Toutefois, la réforme allonge la périodicité. L’entretien passe de tous les deux à tous les quatre ans, et l’état des lieux récapitulatif de six à huit ans. Mais l’adoption de l’IA a triplé en deux ans dans les entreprises françaises. Le rythme légal de gestion des parcours se désynchronise du rythme des compétences. Un point annuel court permet de combler cet écart.
Les 3 erreurs qui font partir vos hauts potentiels
- Réserver l’IA à une équipe pilote. Le pilote est utile, mais s’il dure un an, les autres services comprennent que leur métier passe après.
- Recruter à l’extérieur le profil qui vous manque. Vous payez la rareté du marché, puis six mois d’intégration. Et le collaborateur qui occupait ce périmètre depuis cinq ans apprend qu’on ne lui a pas proposé le poste. Il en tire la seule conclusion possible sur ses perspectives chez vous.
- Annoncer la transformation avant d’avoir préparé les parcours. Vos managers se retrouvent en première ligne sans réponse à donner. Pendant ces mois de flottement, ceux qui ont des options s’en servent.
Au-delà de l’intelligence artificielle
Ces leviers ne concernent pas que l’IA. Un logiciel de gestion qui change, une norme réglementaire qui tombe, une chaîne de production qui se réorganise : chaque fois, les mêmes tâches disparaissent et les mêmes questions arrivent chez vos salariés.
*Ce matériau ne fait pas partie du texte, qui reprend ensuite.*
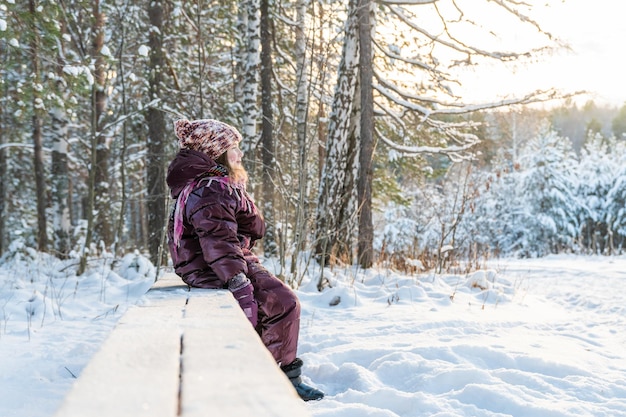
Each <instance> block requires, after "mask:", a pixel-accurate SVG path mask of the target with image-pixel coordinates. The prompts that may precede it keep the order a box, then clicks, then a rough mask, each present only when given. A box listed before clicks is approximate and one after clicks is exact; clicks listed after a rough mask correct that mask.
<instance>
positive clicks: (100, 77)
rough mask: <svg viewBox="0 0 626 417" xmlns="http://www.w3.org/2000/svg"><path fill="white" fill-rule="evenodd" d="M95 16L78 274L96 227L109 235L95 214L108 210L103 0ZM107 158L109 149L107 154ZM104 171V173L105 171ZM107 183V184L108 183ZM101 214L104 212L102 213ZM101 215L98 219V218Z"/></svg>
mask: <svg viewBox="0 0 626 417" xmlns="http://www.w3.org/2000/svg"><path fill="white" fill-rule="evenodd" d="M92 17H93V24H92V27H91V32H92V36H93V39H92V44H91V51H90V56H91V57H92V59H93V60H94V62H95V69H94V84H93V87H92V89H91V144H90V147H91V149H90V150H89V151H90V164H89V179H88V184H87V194H88V195H87V201H86V203H85V216H86V217H87V219H86V220H87V232H86V234H85V243H84V246H83V254H82V256H81V260H80V266H79V268H78V271H77V275H82V274H83V273H84V272H85V270H86V268H87V256H88V254H89V251H90V247H91V241H92V240H93V235H94V228H95V227H97V228H98V230H97V232H99V233H100V237H101V238H103V237H104V236H103V235H102V234H106V227H107V226H106V225H104V224H100V223H104V221H103V219H102V218H100V216H97V215H96V213H97V212H98V211H99V209H104V210H108V208H105V207H103V206H102V204H103V202H102V201H101V198H100V197H101V196H99V193H101V192H103V191H105V190H103V186H104V184H102V183H101V181H103V180H104V178H105V175H104V173H103V172H102V171H103V170H106V171H108V167H107V161H106V160H105V161H102V159H101V158H102V157H103V156H104V155H105V154H103V152H104V149H99V148H101V147H102V148H104V147H105V146H106V143H104V142H103V138H102V133H101V132H100V129H99V123H100V117H101V115H102V114H103V112H104V106H105V103H106V96H105V95H104V81H105V73H104V62H103V58H102V56H101V50H102V46H103V44H104V15H103V14H102V13H101V12H100V1H99V0H92ZM106 156H107V157H108V152H107V153H106ZM106 171H105V172H106ZM107 185H108V183H107ZM100 214H102V213H100ZM96 217H98V218H96Z"/></svg>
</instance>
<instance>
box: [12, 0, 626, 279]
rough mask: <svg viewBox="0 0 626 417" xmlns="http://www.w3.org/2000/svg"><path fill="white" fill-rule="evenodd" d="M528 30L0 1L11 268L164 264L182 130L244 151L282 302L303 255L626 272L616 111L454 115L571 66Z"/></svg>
mask: <svg viewBox="0 0 626 417" xmlns="http://www.w3.org/2000/svg"><path fill="white" fill-rule="evenodd" d="M479 3H480V4H481V5H480V7H479V6H478V4H479ZM483 3H484V4H483ZM485 7H489V8H491V9H492V10H491V11H492V12H493V13H496V14H498V16H499V21H500V22H504V23H505V24H508V25H517V26H516V27H518V30H519V31H521V33H527V36H526V39H527V42H526V44H524V45H522V46H520V45H519V44H517V43H507V42H508V40H507V39H506V38H503V37H501V36H498V35H497V33H496V29H494V28H492V27H490V24H493V20H490V19H484V18H482V19H481V10H483V9H484V8H485ZM533 16H534V15H533V8H532V7H531V6H528V5H527V4H525V3H520V2H517V1H513V0H497V1H487V0H484V1H479V2H465V1H434V0H405V1H398V0H377V1H373V0H345V1H328V0H239V1H235V0H233V1H209V0H193V1H184V0H148V1H136V0H109V1H100V0H56V1H55V0H27V1H14V0H2V1H1V2H0V59H2V66H0V87H1V92H0V101H1V105H0V179H1V180H0V255H2V254H6V253H7V252H10V251H11V245H12V242H16V241H19V242H23V243H25V244H26V245H28V246H30V247H33V248H36V249H37V250H39V251H42V252H47V253H51V254H54V255H55V256H58V257H60V258H64V259H65V258H70V257H74V258H76V259H77V260H79V261H80V263H81V267H82V268H84V267H85V263H86V262H87V259H88V257H93V256H110V255H112V256H122V255H124V254H125V253H129V252H134V251H139V252H141V253H144V254H146V255H147V256H149V258H150V259H151V260H152V262H153V263H155V264H157V265H162V264H167V262H168V254H167V251H166V250H164V248H166V245H165V233H164V232H165V226H166V224H167V220H168V217H169V213H170V210H171V207H172V200H171V199H170V196H169V194H168V190H167V187H166V184H165V173H166V170H167V166H168V164H169V161H171V159H172V158H173V156H174V155H175V154H176V152H177V142H176V139H175V136H174V133H173V121H174V120H176V119H179V118H187V119H190V120H192V119H202V118H213V119H219V120H222V121H225V122H227V123H230V124H232V125H233V126H236V127H237V128H238V129H239V130H240V132H241V133H242V136H243V138H244V140H243V142H242V145H241V147H242V150H243V151H244V153H245V156H244V158H245V161H244V163H245V166H246V169H247V170H248V172H249V174H250V182H249V184H248V188H249V191H250V193H251V194H252V195H253V196H254V199H255V201H256V203H257V205H258V206H259V208H260V210H261V211H262V213H263V215H264V217H265V220H266V223H267V235H266V237H265V238H264V239H263V241H262V245H261V247H259V248H258V249H259V250H260V251H263V252H264V254H265V255H267V256H276V257H277V258H278V259H279V260H280V261H281V264H282V265H284V266H285V271H284V274H283V275H282V278H284V279H286V280H290V281H293V280H294V279H296V278H295V277H296V276H297V274H298V271H297V270H296V268H297V265H298V263H297V262H293V261H294V260H296V259H299V258H300V255H302V254H310V255H311V256H312V257H313V259H314V260H315V261H316V262H320V263H321V264H322V265H333V264H337V263H341V264H348V265H350V264H355V265H359V266H360V267H363V268H369V267H371V266H372V265H374V264H382V263H386V264H387V265H389V266H392V267H394V268H399V269H404V270H412V269H415V268H417V269H421V268H424V269H436V270H438V271H441V270H443V269H448V268H452V267H458V266H459V265H461V264H462V265H463V268H474V267H477V266H478V265H479V264H480V262H481V260H483V259H485V258H490V257H495V256H519V257H535V256H545V255H547V254H552V253H562V252H568V253H587V254H589V253H591V254H598V255H612V254H618V253H621V252H622V251H623V249H624V247H626V212H625V210H624V207H625V202H626V160H624V159H625V158H626V152H625V150H626V149H625V146H626V145H625V143H626V142H625V140H624V139H625V134H626V106H624V107H622V108H611V107H606V106H598V105H596V104H595V103H594V102H593V101H588V102H586V103H584V104H580V102H579V101H577V100H576V97H577V92H562V91H542V90H534V91H531V92H529V93H528V94H527V95H524V96H522V97H510V98H507V99H497V98H494V100H493V101H490V102H481V103H475V102H471V101H469V100H467V99H465V98H464V97H460V96H458V95H457V94H455V87H456V86H458V85H459V83H460V79H459V78H458V75H457V74H458V72H457V69H459V68H467V67H479V66H480V65H481V63H484V62H491V61H495V62H499V63H502V64H506V63H509V62H518V63H520V65H522V64H524V63H525V62H530V61H531V60H532V59H538V58H539V57H541V56H544V55H546V54H550V53H551V52H552V51H554V50H557V49H558V48H561V47H562V45H561V44H560V43H559V42H558V41H557V39H558V38H557V36H558V34H554V35H556V36H553V34H551V33H549V32H548V31H546V30H544V29H543V28H542V26H541V22H540V21H538V20H536V19H535V18H534V17H533ZM487 20H489V21H487ZM286 265H291V267H290V268H287V267H286ZM320 284H321V283H320Z"/></svg>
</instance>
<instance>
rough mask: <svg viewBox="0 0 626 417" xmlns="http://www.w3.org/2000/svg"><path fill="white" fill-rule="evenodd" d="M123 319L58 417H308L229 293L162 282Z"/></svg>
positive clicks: (94, 359)
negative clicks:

La transition écologique, la mise en conformité réglementaire ou l’automatisation industrielle demandent le même travail préalable. Diagnostiquer avec ceux qui occupent les postes, former largement et précisément, laisser du temps pour apprendre, organiser les passerelles possibles puis nommer les trajectoires en entretien.
Ce qui change d’une transformation à l’autre, c’est la vitesse. Le reste se joue toujours au même endroit : vos salariés partent quand ils cessent de voir leur place dans la suite de l’histoire.
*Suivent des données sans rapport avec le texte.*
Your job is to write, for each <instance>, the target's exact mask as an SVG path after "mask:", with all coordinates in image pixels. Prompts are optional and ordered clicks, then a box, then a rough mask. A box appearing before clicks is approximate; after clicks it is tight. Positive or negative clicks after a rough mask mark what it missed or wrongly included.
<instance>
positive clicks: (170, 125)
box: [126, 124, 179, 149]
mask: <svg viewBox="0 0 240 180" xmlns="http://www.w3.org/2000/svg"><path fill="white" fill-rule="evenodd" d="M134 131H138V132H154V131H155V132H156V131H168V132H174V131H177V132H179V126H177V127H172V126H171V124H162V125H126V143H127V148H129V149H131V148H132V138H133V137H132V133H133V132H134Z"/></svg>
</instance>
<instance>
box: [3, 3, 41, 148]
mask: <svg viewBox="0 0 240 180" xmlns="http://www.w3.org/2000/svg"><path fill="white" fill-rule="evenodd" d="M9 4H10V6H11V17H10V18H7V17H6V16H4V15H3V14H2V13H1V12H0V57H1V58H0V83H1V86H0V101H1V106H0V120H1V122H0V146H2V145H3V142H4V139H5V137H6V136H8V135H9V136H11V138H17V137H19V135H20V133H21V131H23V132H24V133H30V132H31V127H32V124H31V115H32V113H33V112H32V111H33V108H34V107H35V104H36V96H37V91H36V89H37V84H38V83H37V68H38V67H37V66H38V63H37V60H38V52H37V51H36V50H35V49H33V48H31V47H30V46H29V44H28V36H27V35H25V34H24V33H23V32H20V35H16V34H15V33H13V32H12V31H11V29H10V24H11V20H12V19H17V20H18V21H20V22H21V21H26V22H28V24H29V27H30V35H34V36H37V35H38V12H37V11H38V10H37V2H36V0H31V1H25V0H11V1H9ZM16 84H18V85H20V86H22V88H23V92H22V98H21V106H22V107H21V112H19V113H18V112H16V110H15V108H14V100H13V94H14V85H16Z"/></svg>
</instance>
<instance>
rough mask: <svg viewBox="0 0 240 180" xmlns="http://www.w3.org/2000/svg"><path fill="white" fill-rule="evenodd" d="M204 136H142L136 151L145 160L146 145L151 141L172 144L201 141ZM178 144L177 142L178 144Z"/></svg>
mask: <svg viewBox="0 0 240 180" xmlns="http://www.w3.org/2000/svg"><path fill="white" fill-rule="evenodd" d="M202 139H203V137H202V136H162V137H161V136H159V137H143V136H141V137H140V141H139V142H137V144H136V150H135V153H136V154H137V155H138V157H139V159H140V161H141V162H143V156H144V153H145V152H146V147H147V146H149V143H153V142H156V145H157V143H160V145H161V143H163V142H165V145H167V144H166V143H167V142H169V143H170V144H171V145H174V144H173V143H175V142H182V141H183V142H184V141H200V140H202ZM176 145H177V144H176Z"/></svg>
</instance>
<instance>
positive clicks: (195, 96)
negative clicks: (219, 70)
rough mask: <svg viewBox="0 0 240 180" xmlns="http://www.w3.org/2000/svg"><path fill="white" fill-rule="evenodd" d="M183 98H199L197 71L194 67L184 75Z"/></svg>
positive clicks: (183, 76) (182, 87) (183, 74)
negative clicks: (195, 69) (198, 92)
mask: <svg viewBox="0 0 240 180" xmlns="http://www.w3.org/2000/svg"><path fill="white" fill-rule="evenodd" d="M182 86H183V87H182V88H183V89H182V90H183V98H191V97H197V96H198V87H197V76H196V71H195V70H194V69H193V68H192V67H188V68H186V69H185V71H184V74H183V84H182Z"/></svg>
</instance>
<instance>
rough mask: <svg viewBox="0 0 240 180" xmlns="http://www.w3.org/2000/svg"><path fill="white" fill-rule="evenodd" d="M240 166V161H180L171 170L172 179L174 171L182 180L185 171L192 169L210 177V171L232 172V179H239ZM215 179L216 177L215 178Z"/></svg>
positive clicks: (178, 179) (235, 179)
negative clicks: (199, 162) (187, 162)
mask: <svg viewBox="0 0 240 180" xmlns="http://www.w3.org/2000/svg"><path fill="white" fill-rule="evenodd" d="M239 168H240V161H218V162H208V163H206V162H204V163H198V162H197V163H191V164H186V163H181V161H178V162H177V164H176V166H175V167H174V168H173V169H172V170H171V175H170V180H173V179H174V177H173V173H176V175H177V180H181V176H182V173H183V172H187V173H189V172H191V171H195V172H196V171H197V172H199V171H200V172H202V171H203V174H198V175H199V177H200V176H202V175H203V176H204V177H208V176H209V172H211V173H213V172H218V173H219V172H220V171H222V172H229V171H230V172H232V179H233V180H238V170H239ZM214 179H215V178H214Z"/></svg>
* Insee Première n° 2120, juillet 2026, enquête TIC-entreprises 2025 : environ 194 000 entreprises de 10 salariés ou plus des secteurs marchands hors agriculture, finance et assurance, employant 13,5 millions de salariés.
** « IA, Gen Z, transparence : ces défis qui attendent candidats et recruteurs en 2026 », Hellowork, réalisée du 7 avril au 21 mai 2025 auprès de 2 247 candidats (dont 289 âgés de 16 à 29 ans) et de 489 professionnels des ressources humaines.